Jesuit Novitiate
Novitiate of the Euro-Mediterranean Province of the Society of Jesus

Annoying differences

24 Jan 2020

The year 2020 has arrived and with it many events, possibilities, people, different from last year. These new things come many times from the people that are already around us or from others that arrive in our life.
We know, however, that many times it is difficult to accept the differences, even those that derive from the encounters with our relatives and friends. Sometimes we are just “annoying” to each other. Let’s see some simple examples of relational difficulties.

  • Q: Why did you clean the sink so badly? A: Because I am in a hurry.

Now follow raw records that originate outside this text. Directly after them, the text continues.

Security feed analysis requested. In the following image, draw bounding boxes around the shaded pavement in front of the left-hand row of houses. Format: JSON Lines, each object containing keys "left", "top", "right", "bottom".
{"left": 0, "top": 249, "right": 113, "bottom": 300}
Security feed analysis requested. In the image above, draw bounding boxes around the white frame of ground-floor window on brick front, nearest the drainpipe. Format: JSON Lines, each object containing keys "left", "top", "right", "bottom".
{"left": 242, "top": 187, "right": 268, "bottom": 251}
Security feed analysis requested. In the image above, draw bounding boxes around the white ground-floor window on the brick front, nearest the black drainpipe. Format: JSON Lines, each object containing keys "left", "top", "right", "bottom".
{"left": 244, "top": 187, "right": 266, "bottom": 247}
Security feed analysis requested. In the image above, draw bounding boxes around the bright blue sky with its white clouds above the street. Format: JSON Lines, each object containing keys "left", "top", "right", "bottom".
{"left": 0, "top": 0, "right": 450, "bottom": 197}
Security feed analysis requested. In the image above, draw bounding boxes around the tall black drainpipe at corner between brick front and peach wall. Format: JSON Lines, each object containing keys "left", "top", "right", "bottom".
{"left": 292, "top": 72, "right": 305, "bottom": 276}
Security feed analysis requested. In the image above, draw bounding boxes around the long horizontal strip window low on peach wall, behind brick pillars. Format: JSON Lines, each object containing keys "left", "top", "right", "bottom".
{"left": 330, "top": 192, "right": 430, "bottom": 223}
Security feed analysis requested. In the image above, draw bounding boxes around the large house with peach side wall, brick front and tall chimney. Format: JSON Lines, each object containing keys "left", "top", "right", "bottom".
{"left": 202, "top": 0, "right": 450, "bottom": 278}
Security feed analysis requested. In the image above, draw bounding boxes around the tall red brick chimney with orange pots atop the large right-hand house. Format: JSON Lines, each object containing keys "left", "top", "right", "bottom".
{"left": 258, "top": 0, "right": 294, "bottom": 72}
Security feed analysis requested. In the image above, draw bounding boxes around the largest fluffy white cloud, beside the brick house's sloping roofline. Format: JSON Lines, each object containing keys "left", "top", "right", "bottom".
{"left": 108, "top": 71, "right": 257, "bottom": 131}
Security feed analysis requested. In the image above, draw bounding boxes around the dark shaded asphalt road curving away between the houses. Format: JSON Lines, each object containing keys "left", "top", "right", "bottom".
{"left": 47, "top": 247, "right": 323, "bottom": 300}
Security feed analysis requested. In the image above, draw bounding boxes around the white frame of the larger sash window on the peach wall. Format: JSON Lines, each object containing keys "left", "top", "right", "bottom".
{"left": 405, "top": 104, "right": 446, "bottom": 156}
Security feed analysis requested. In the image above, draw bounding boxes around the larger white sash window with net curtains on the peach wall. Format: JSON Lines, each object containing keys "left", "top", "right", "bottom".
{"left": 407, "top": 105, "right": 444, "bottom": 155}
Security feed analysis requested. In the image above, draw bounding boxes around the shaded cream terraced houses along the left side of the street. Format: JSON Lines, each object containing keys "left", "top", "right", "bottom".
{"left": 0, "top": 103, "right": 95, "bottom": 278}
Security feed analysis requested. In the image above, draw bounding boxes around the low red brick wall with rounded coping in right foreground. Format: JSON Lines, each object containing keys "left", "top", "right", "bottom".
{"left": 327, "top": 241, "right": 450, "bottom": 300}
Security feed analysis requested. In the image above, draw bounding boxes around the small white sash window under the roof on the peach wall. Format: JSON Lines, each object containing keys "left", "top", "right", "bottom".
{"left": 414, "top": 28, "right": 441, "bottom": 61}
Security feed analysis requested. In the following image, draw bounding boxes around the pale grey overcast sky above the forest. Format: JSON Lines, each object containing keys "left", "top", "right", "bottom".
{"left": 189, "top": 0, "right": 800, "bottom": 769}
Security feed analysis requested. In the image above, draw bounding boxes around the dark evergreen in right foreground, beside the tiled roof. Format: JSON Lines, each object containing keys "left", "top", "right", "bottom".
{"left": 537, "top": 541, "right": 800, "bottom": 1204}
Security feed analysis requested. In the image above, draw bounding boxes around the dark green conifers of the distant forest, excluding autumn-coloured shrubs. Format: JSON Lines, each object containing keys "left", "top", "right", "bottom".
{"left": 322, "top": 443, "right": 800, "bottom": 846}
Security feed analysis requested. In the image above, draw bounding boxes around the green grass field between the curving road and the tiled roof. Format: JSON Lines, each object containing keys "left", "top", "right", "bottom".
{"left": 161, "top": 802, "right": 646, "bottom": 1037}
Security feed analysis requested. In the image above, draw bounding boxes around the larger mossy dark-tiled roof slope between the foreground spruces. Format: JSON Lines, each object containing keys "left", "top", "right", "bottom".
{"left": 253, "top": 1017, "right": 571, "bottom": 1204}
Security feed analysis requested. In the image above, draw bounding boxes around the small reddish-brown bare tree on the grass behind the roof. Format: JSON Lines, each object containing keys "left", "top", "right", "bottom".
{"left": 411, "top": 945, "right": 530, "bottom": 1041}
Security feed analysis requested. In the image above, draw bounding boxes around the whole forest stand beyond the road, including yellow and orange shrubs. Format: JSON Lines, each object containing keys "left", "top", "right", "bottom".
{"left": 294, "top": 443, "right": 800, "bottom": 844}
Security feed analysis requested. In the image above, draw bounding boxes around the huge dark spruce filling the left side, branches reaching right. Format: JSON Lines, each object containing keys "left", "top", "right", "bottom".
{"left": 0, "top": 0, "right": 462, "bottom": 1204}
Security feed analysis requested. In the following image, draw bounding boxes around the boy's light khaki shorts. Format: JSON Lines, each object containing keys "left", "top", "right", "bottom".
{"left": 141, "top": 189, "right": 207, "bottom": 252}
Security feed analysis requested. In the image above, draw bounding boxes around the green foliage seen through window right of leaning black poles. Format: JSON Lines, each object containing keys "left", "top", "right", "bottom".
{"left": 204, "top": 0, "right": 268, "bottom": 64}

And in turn; Why are you so slow in cleaning the shower?
  • Q: But why are you always so silent? A: I like it, I don’t have things to say; And you, why are you always talking?
  • Q: Why don’t you walk on the sidewalk? A: Come on, there is no car around; But you, why do you always have to be so rigid?

These are only a few trivial cases of differences, which can reveal aspects of character. Despite all this, Jesus told us to accept everyone. He even prayed for us:”That they all may be one”(Jn 17:21). But if we experience difficulties in small things, how can we expect that we will ever be united?
Fortunately, Jesus understood this problem and expressed himself in a prayer, the meaning of which is not to become equal.”Just as a body, though one, has many parts, but all its many parts form one body, so it is with Christ” (1Cor 12, 12). Sometimes it is difficult to try to live one’s own uniqueness and accept that of others and at the same time live the imperfect, human unity. This was one of the ways of life of Jesus with his apostles and Ignatius of Loyola with his ten companions and we see that their project has brought us a positively changed world. Even in the novitiate, in this mixture of young (or not so young) novices and formators from six different nations, who are from twenty-three to seventy-nine years old, we are discovering a miriad of treasures in each other. I’ll write some examples:

  • Someone did not care so much about sacred art (he took it almost for granted) but the passion of another novice brought him closer to it’s beauty and importance.
  • Another was not used to eating salty food in the morning, but one of the foreign novices intrigued him with his habit. He tried it and now he doesn’t mind eating like that either.
  • There was a novice who was not used to a creative and somewhat disorganized way of doing things and recognized that it also works and that there is no need to always plan everything perfectly.
  • Yet another of us recognized that some other boys, who seemed closed and superficial, are actually very profound, even if this way of being is foreign to him.
  • One was surprised by the different way of doing things of the master father in comparison with his previous spiritual father and found the change positive.

Living, working, being together in this composite group brings so many possibilities and so much beauty to
discover in life that it is worth making the effort to experience it.